ありえないとも言える弾幕が2発のミサイルを撃墜し、俺の目の前にその弾幕の主が現れた。
「・・・大丈夫だな?」
「・・・こいつが・・・来たのか?」
弾幕の主は紫色の中量二脚の機体だった。フォックスの反応から有名な人物であることが推測できる。

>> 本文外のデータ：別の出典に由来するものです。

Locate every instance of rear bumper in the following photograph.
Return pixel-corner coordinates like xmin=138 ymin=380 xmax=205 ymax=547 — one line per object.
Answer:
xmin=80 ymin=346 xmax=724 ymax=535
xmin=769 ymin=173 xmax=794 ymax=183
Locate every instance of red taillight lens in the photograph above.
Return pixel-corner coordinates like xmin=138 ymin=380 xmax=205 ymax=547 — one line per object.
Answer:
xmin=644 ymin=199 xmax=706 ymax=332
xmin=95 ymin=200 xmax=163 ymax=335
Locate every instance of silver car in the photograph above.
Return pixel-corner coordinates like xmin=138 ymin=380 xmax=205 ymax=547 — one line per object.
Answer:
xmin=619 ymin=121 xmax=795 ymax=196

「・・・こちらネームレス、目標を確認した。これより作戦を開始する。」
ネームレス(名無し)・・・か。意味深なレイヴンコードだ。
「ネームレスか・・・、俺はホワイトランス。よろしく頼む。」
「・・・了解した。」
ネームレスの声にはフォックス以上の迫力があった。こいつは単純に強い・・・
ネームレスの機体は先程の弾幕を放った右手の武装を白い機体へと向けた。
「・・・終わらせるぞ、ホワイトランス。」
「あ・・・ああ、了解。」
俺も同様にマシンガンの銃口を白い機体にへと向けた。圧倒的な瞬間火力の前に白い機体を撃破するのにそう時間はかからなかった・・・

「ネームレス、助かったよ。」
爆発、四散した白い機体を前に俺はネームレスに礼を言っていた。
「・・・私は依頼を遂行しただけだ。」
そう言うとネームレスはブーストをふかし、どこかへ去っていく。
いつの間にか砂嵐もやみ、視界は向こうを見渡せるまでに回復している。
「フォックス・・・、あいつを知っているのか?」
「・・・ホワイト、君は奴を知らないのか?」
痛い所だ。俺はシュミレーター上で交戦したランカー以外の知識は全く無い。
「ネームレス・・・アリーナに参戦しないレイヴンの一人だが、腕前はさっき見た通りだ。」
「他には?」
「さあな、名前通り正体を明かさない謎のレイヴンさ。」
「正体不明か・・・興味深いな。」
「あまり気にしない方がいいぞ・・・。お、どうやら救助部隊のお出ましのようだ。」
空を見上げれば、二機の輸送機がこちらへ向かってきた。
半壊したフォックスの機体とホーンテッドの機体を回収し、輸送機は飛び立つ。
後に聞けば、ホーンテッドは北西の高台で気絶していたらしい。数週間で任務に復帰できるそうだ。